# 68 GTO Rally II wheels



## mwatson1647 (Feb 27, 2012)

Hello, Could anyone tell me where is the best place to purchase a set of 68 GTO Rally II wheels? Thanks


----------



## GTO JUDGE (May 14, 2005)

mwatson1647 said:


> Hello, Could anyone tell me where is the best place to purchase a set of 68 GTO Rally II wheels? Thanks


Swap Meets....

There are various GTO FB pages where items are posted for sale or wanted. These wheels pop up a lot on them. Try Ebay too. 

Norwalk is coming up ought to be many there. 

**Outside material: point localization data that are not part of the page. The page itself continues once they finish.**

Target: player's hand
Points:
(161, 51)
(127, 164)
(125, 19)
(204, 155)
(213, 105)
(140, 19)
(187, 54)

Try the PY forums wanted to buy


----------



## Pinion head (Jan 3, 2015)

Have available several big letter JC and big letter JA clean used rally II wheels for '67 and '68's. Every wheel I prepare to ship out is cked for straightness and lack of wallowed lugnut holes. prices beginning at $75 a wheel

If your '68 was built extremely late, mid June of '68 to end of '68 model production, it is very possible it would have taken small letter externally dated JC's or JA's, first stamped in late May of '68 up into mid June. This latter style dating is not huge issue, unless one is performing a very stringent cutting edge Concours resto on what would amt to a very valuable late built '68... think RA II GTO convert or hardtop.


----------